The tradeoff: full-screen means a modal transition. The user leaves Accounts to consult the calendar and returns. The alternative, in-line expansion, would have kept the context but compressed the calendar into a space already carrying the daily strip. For a monthly spending overview, the modal switch is the right call.

Phase Q: smart category propagation

Three transactions from “Driver & Vehicle Licensing Agency” at −£17.06 each. One categorised; two not. The expectation that setting a category on one would apply to the others surfaces from device QA rather than from design. It’s also correct. Manually categorising each instance of a recurring transaction is the kind of work users stop doing. When they stop, the categorisation data degrades until the reports stop being useful.

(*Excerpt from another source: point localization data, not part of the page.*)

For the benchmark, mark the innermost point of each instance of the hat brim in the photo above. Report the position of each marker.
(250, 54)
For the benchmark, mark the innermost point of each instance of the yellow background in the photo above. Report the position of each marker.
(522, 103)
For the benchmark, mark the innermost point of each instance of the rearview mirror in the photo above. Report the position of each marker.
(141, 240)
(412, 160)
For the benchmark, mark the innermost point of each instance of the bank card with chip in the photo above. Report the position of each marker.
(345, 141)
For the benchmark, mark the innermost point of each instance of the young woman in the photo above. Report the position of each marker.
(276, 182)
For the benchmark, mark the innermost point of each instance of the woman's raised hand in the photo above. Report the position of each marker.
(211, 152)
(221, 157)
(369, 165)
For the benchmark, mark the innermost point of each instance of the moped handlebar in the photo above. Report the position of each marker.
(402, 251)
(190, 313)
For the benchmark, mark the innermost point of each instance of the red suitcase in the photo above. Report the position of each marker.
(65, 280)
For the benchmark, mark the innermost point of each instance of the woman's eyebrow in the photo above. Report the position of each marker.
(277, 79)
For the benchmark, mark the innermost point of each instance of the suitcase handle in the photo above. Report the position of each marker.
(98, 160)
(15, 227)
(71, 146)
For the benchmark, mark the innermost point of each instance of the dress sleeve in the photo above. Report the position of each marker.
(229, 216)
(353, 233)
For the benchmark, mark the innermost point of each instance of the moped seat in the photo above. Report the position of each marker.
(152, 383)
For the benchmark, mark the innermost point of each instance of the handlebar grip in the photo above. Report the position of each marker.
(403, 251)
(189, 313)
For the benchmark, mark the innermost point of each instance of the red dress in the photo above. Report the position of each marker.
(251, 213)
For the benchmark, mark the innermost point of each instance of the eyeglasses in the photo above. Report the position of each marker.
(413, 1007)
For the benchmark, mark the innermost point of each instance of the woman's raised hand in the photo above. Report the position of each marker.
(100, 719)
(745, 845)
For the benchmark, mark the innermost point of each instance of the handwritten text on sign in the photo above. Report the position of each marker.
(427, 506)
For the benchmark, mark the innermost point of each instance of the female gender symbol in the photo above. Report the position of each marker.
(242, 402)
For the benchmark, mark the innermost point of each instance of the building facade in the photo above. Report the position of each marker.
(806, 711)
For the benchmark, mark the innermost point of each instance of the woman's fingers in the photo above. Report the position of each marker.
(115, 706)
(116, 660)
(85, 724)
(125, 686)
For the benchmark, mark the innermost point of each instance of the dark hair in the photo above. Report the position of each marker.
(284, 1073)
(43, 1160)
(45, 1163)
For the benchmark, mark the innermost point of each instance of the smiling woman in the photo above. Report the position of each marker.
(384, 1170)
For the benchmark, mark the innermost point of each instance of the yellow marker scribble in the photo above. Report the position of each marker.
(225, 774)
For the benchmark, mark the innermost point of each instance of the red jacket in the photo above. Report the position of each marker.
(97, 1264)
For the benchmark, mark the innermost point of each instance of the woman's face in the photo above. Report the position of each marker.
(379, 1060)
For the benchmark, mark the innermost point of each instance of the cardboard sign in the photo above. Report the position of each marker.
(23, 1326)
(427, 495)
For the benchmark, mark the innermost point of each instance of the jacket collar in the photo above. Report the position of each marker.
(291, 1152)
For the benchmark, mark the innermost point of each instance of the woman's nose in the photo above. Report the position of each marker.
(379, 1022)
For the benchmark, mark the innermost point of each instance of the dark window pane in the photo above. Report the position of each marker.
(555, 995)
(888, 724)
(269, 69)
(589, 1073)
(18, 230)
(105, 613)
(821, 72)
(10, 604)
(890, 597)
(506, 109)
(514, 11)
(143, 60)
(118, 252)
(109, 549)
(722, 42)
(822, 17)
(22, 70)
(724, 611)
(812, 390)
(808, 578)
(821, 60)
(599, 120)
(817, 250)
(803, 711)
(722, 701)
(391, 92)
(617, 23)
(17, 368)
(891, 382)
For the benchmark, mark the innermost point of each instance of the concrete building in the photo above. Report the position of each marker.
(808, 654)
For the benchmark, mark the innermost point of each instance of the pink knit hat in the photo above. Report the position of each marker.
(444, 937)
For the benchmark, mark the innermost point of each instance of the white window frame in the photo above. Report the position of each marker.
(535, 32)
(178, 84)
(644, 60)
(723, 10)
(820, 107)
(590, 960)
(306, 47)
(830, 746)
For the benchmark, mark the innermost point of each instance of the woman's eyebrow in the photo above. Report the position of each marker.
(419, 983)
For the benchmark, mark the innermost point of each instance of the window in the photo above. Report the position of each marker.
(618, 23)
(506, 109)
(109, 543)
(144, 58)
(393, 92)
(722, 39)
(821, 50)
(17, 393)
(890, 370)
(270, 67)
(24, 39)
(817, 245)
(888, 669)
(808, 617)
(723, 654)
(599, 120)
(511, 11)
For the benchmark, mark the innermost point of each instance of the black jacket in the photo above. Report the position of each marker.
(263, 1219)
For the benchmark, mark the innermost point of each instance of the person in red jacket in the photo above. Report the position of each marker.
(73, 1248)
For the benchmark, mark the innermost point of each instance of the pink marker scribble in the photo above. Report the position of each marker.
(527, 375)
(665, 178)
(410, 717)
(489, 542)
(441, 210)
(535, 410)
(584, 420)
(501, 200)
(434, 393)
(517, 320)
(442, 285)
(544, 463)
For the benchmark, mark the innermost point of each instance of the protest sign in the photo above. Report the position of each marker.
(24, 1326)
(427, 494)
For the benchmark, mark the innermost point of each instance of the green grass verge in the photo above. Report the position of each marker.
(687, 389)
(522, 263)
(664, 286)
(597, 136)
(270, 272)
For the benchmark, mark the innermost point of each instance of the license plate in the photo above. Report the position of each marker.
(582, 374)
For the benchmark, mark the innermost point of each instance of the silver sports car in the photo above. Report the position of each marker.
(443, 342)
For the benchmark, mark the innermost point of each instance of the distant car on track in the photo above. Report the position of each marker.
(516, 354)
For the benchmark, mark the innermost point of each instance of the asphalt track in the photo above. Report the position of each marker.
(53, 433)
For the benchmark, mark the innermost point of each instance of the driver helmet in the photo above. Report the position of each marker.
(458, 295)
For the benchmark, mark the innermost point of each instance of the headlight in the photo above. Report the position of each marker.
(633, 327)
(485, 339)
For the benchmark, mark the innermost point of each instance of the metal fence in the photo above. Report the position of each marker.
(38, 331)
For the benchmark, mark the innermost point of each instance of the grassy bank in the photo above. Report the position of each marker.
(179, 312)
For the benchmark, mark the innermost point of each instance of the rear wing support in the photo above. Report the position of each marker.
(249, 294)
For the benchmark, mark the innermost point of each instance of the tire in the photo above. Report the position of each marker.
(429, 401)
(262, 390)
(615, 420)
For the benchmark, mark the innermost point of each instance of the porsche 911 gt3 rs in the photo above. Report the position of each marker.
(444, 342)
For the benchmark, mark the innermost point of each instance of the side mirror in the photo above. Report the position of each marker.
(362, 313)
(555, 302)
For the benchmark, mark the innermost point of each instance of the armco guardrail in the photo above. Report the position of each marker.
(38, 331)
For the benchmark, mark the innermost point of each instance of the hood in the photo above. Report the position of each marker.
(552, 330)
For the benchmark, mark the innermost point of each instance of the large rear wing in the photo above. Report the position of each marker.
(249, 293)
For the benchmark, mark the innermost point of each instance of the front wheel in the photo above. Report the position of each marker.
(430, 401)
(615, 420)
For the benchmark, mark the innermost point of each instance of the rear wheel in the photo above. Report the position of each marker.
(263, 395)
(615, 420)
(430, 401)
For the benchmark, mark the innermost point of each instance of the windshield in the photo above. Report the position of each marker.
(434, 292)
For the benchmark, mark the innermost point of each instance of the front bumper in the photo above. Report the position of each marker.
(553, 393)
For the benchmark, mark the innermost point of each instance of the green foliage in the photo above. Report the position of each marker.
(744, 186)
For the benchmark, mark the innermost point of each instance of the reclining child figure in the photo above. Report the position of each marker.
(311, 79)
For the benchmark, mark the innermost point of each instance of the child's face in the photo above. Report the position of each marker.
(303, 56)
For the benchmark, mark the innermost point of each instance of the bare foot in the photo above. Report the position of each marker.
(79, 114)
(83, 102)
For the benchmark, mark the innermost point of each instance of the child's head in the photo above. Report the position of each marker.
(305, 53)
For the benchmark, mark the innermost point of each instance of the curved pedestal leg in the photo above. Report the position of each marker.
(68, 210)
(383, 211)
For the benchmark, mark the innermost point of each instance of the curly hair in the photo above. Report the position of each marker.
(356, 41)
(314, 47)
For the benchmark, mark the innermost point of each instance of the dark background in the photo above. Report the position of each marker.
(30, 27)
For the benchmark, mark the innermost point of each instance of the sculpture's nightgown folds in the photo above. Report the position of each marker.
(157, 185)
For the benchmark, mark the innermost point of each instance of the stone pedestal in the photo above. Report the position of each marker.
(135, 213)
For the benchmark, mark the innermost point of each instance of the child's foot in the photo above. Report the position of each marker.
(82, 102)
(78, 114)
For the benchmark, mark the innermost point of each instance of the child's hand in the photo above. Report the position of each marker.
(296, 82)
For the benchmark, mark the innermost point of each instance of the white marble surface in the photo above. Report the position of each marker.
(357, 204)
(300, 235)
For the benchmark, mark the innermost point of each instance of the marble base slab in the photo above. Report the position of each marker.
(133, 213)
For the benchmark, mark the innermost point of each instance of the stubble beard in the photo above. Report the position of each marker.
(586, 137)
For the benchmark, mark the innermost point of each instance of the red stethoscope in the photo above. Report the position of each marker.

Phase Q introduced persistent categorisation as a first-class primitive (B-051): smart propagation that recognises matching transactions and applies the category rule forward. The devlog notes this as the app’s first persistent categorisation layer. The mechanism is in place for future category rules to build on. Same-merchant same-amount matching is the first instance; any pattern-based classification the next iteration introduces uses the same layer.

Out of scope for Phase Q: what those future rules look like.

What five phases of this looks like

Each phase resolved a version of the same defect. Home modules looked rearrangeable, but weren’t. Gamification blocks looked interactive; taps did nothing. The Streak button looked purposeful, its handler was wrong. The activity strip implied drill-down with no tap target. The category implied propagation, then stayed local.

Incremental feature shipping produces this. Each piece gets built in isolation, where its own internal logic is sound, and the interaction contracts between a component and a user only become visible when a real finger runs across a real screen. The Quests block was a correct component. The activity strip carried correct data. The categorisation logic worked for the single transaction it was applied to. None of that mattered to the user confronting an interface that implied something it didn’t deliver.

Device QA is the work of finding those implied contracts and closing them. Five phases is what it took. The next round will find new ones.